Q.             Êtes-vous disposé à accepter ce qui suit au nom du SCRS : qu'il y a eu enquête du SCRS qui a débuté en 1985 et qui a duré cinq ans, enquête qui a mis en évidence les violences et petites activités criminelles de skinheads et autres, mais qui a conclu que, au cours de cette période de cinq ans, il n'y a rien eu qui puisse être interprété comme une menace pour la sécurité du Canada?

M. MacINTOSH: Je m'oppose à cette question. Elle ne tient pas compte de la réserve qui apparaît après la citation, dans ce paragraphe, dont nous avons abondamment parlé au cours des dix dernières minutes.

LA COUR: Je crois que le témoin connaît les deux phrases, et il peut répondre en ce qui a trait à l'information classifiée. Je crois que j'autoriserai la question.

LE TÉMOIN: Comme réponse au fait que cette phrase constitue une représentation non classifiée d'un argument qui a été présenté au Comité d'examen et d'agrément des objectifs, pour ce qui est de son exactitude, je dirais qu'elle est exacte encore qu'un peu hors contexte, parce que je sais que des renseignements complémentaires ont été fournis au comité. Considérée isolément, cette phrase est exacte, compte tenu de ses limites.

M. LINDSAY:

Q.             Je voudrais ajouter quelque chose. Est-elle exacte quant au fait qu'elle ne renferme rien qui puisse être interprété comme une menace pour la sécurité du Canada au sein de l'extrême droite à l'intérieur de ce bloc de temps?

R.             Elle ne dit pas cela. Elle parle de violences et de petites activités criminelles auxquelles se livrent les skinheads. Ce document parle des violences et des petites activités criminelles des skinheads. Elle parle de l'extrême droite et autres, c'est bien cela. Ce que je dis, c'est qu'il s'agit là d'une perspective très limitée de violences et de petites activités criminelles de la part de skinheads et autres.

[27]            M. Zündel met en doute, avec force détails, toutes les décisions que j'ai pu rendre au cours de l'audience. Il évoque une situation particulièrement difficile, où nous avions un témoin qui venait du SCRS. Des considérations de sécurité nationale s'appliquaient, tant en vertu de la LIPR qu'en vertu de la Loi sur le Service canadien du renseignement de sécurité. J'ai refusé des questions qui portaient sur des documents classifiés, et aussi des questions qui concernaient les documents non classifiés; dans ce dernier cas, parce que la preuve se trouvait devant la Cour. Il n'appartenait pas au témoin de creuser cette preuve :


[traduction]

M. LINDSAY: Je poserai une série de questions, et vous pourrez les exclure toutes si vous le voulez, monsieur. Je ne crois pas que nous ayons même besoin du témoin ici, mais je les poserai. Mon confrère pourra faire objection, et je présume que vous ferez droit à l'objection.

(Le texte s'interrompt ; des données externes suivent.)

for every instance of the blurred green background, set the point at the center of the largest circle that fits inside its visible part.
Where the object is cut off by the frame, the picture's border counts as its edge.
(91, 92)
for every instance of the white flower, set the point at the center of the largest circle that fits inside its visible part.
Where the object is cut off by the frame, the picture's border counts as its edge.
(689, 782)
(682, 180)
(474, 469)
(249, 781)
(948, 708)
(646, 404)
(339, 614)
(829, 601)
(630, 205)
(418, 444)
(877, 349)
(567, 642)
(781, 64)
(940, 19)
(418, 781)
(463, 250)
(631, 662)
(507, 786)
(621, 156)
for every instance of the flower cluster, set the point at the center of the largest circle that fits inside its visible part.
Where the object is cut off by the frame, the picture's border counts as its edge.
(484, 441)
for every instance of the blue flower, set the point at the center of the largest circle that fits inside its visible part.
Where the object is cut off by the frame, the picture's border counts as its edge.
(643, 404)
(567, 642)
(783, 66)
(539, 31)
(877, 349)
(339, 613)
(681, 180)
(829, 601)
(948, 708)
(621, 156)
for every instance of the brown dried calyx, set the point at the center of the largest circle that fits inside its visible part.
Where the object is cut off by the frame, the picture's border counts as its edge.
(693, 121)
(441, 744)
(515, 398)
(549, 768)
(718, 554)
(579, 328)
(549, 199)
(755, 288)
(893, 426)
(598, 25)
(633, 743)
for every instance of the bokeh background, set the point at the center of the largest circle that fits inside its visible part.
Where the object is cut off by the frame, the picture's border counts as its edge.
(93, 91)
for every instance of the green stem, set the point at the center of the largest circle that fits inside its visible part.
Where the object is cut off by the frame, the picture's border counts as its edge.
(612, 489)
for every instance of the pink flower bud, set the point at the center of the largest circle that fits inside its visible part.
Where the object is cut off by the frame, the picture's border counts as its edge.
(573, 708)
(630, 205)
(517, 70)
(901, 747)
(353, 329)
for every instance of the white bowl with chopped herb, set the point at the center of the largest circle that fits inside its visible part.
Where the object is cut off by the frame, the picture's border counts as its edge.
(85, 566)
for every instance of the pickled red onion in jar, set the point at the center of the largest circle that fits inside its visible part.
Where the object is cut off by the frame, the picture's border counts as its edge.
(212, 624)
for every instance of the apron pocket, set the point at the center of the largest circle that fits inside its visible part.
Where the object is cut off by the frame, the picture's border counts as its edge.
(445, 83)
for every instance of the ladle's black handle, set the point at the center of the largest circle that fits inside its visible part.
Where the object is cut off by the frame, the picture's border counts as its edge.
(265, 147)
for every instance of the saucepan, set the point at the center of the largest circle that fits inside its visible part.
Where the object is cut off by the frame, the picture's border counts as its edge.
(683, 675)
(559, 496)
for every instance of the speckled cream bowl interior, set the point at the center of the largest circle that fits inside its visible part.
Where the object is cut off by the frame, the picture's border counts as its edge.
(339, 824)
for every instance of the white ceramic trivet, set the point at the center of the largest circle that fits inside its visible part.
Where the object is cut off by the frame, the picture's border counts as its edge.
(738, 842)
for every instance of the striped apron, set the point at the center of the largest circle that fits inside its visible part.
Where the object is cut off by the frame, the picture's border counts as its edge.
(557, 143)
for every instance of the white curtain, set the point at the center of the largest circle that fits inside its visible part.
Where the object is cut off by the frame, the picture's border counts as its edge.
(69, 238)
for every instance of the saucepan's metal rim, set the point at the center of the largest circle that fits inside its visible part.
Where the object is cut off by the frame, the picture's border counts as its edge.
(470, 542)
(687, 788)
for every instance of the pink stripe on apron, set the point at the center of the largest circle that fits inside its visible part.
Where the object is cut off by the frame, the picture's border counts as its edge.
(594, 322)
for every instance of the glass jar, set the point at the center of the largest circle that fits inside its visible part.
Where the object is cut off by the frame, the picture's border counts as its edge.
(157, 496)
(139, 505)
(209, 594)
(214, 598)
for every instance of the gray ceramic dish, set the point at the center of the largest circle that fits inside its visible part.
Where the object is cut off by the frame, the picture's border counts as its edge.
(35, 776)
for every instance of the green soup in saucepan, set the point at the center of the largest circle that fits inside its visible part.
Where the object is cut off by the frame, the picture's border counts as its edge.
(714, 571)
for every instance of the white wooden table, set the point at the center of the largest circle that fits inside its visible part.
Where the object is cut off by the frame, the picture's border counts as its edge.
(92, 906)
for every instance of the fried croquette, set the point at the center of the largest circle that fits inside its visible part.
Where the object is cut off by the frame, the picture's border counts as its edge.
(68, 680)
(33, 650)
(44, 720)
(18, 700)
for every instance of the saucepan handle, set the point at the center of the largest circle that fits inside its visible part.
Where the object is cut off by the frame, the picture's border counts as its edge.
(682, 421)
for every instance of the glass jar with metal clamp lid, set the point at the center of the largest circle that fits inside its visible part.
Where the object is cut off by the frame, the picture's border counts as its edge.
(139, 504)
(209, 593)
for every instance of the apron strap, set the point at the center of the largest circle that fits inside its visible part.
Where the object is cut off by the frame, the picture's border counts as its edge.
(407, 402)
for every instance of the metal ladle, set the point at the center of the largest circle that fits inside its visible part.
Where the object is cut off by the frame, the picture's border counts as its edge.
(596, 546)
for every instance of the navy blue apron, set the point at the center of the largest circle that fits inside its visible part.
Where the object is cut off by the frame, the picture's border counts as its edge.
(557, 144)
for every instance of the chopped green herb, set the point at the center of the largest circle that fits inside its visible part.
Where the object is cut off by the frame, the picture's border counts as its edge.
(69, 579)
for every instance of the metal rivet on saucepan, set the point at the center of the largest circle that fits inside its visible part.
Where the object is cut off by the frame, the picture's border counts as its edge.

La question suivante est celle-ci : Si l'on tient compte uniquement des documents non classifiés, le SCRS a-t-il la moindre preuve que M. Zündel a jamais aidé quelqu'un à commettre ou à prendre des dispositions pour que soit commis un acte de violence en quelque endroit?

Y a-t-il ou non objection?

LA COUR: Le problème est fondamental. Vous avez la preuve devant lui. Vous n'avez pas à demander au témoin : « Pourriez-vous trouver quelque chose quelque part dans la preuve? » C'est à vous qu'il incombe de prendre la preuve et de dire : « Regardez cela » , puis de poser une question au témoin, et c'est tout. C'est ainsi que l'on a coutume de faire. Je m'égare peut-être, mais c'est la manière dont nous procédons habituellement -- ne pas poser une question générale parce que l'on obtiendra la même réponse. Évidemment, l'objection sera maintenue.

[28]            S'agissant de l'à-propos de l'intervention d'un juge au cours d'une audience, le juge en chef Lamer, de la Cour suprême du Canada, charge qu'il occupait alors, écrivait, dans l'arrêt R. c. Brouillard, [1985] 1 R.C.S. 39, au paragraphe 17 :

D'abord, il est clair que l'on n'exige plus du juge la passivité d'antan; d'être ce que, moi, j'appelle un juge sphinx. Non seulement acceptons-nous aujourd'hui que le juge intervienne dans le débat adversaire, mais croyons-nous aussi qu'il est parfois essentiel qu'il le fasse pour que justice soit effectivement rendue. Ainsi un juge peut et, parfois, doit poser des questions aux témoins, les interrompre dans leur témoignage, et au besoin les rappeler à l'ordre.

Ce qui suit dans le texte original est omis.